J'ai fait un résumé... un récit devrais-je plutôt dire, de mon aventure avec l'ouragan Dennis. Si ça vous dit de le lire... à votre aise. Je l'ai fait pour mes souvenirs dans un de mes dossiers... et je vous le partage !
Salut tout le monde !
Je vous raconte notre aventure avec Dennis la Menace !

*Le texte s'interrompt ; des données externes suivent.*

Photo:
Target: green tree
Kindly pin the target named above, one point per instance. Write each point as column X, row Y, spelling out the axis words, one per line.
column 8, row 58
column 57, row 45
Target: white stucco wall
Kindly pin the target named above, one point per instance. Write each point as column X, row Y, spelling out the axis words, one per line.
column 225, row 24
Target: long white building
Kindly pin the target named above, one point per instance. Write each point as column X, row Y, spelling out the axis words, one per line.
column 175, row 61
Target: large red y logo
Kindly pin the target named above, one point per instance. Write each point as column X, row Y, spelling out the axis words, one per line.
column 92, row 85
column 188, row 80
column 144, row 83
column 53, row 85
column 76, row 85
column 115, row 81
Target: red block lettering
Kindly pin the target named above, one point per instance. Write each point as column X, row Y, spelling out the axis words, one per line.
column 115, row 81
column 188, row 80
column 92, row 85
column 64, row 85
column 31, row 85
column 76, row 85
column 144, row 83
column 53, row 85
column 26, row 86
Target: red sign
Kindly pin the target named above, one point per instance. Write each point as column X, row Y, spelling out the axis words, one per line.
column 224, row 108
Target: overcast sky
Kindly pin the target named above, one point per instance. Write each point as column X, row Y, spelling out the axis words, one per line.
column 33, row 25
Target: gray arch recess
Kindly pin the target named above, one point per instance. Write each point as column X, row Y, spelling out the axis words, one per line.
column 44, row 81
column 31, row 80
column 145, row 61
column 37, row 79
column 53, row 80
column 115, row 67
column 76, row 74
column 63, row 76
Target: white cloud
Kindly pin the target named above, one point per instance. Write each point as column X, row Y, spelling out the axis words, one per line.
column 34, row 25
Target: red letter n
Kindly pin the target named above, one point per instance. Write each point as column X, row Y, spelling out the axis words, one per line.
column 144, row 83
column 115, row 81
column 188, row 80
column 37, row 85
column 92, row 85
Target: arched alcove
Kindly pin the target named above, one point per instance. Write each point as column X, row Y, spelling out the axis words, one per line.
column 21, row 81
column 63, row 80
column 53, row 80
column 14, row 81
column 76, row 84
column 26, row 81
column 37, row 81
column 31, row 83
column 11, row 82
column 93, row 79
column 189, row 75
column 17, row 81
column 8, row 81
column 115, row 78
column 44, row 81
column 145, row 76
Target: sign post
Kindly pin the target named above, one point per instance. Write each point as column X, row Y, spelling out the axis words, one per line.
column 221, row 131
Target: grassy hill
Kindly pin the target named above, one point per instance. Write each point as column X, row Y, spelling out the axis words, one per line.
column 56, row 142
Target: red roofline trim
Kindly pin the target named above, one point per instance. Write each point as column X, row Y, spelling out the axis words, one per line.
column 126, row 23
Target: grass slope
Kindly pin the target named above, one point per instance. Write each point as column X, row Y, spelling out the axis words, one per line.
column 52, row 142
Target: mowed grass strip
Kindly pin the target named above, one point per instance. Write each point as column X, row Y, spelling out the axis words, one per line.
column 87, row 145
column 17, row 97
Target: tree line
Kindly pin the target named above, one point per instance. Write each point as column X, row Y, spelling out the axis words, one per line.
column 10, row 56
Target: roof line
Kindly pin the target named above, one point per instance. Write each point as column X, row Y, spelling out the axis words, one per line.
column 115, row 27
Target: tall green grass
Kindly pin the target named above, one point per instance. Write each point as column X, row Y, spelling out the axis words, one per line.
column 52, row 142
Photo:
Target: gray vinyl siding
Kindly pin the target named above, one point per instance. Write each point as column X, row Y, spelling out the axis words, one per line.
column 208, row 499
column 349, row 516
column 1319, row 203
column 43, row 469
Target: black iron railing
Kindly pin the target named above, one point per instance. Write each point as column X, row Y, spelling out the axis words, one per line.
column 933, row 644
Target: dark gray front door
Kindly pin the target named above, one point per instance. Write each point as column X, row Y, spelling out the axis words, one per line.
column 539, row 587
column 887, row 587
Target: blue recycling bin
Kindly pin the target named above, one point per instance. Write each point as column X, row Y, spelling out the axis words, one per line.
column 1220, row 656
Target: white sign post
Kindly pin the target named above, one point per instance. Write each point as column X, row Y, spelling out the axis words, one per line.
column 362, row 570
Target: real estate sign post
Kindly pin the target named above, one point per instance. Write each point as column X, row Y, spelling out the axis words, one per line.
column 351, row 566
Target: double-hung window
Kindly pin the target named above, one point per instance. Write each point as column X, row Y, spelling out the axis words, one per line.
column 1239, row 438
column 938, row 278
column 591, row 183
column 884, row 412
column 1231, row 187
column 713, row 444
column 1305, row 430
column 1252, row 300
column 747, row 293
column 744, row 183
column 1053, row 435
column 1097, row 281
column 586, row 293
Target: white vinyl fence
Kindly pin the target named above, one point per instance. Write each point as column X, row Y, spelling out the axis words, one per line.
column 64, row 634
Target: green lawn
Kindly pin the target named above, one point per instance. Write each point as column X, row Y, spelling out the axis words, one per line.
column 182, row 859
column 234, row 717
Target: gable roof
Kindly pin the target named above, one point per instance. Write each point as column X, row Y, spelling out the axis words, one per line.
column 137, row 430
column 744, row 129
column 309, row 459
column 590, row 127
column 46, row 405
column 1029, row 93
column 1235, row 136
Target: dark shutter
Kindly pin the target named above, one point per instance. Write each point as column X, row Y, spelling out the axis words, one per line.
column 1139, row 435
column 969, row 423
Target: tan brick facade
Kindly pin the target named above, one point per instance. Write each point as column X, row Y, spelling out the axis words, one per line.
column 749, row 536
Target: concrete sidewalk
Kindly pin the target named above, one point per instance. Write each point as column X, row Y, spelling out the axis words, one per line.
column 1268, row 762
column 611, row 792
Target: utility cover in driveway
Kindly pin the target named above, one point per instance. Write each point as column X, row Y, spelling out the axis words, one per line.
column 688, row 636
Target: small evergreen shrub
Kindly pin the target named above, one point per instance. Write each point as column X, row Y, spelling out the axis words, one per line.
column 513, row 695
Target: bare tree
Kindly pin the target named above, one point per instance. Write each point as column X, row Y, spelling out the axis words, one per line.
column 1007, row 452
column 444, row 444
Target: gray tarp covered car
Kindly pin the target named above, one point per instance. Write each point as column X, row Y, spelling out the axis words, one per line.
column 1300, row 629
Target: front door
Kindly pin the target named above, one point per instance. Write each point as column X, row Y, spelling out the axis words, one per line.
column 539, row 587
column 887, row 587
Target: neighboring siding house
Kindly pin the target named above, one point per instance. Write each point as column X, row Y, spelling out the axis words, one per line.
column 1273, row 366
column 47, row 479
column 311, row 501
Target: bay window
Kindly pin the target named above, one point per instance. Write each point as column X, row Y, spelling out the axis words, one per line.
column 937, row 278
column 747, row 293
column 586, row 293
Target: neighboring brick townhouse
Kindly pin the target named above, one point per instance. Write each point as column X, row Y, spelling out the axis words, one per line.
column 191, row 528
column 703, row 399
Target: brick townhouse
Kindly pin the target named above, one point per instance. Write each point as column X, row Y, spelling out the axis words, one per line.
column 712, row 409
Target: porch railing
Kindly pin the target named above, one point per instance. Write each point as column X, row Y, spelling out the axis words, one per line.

Tout a débuté le Jeudi, quand tout à coup, l’eau de l’océan est devenue quand même assez froide, ou plutôt fraîche dirais-je ! Je vous avoue avoir eu un doute… mais je n’en ai rien dit à ma fille et mon copain, car je ne voulais pas non plus les inquiéter. Premièrement, le vent était quand même assez fort pour faire changer la marée un peu, contrairement au niveau de l’eau des autres jours. Pendant notre baignade, nous voyons au loin des rideaux de pluie arriver et le soleil percer à travers de chaque passage de pluie. Toujours, ceux-ci venaient de la même direction et dans le même sens. J’ai déjà vu de la pluie dans le Sud et c’était particulier cette fois-ci, la façon que celle-ci arrivait. J’ai même pris une marche qu’à l’hôtel Daiquiri en après-midi, pour aller m’acheter quelques petits souvenirs que nous avions vu le matin, quand moi et mon copain avons décidé d’aller visiter les hôtels par la plage. Je suis revenue quasiment toute seule sur la plage, car tout le monde s’était sauvé à cause de les fortes pluies qui s’avançaient vers nous. Je me suis dit, à mon retour vers mon hôtel via la plage ; " Je suis en maillot de bain et franchement, ce n’est que de l’eau " C’était amusant d’être toute seule sur la plage à me faire arroser le dos par la pluie, vu le vent qu’il faisait. Je n’ai rencontré qu’une seule personne et moi et cet homme, nous nous sommes sourie tout simplement, voyant que nous étions les seul sur la plage… et elle est longue la plage ! Mais toujours le doute en moi, que quelque chose de bizarre se préparait.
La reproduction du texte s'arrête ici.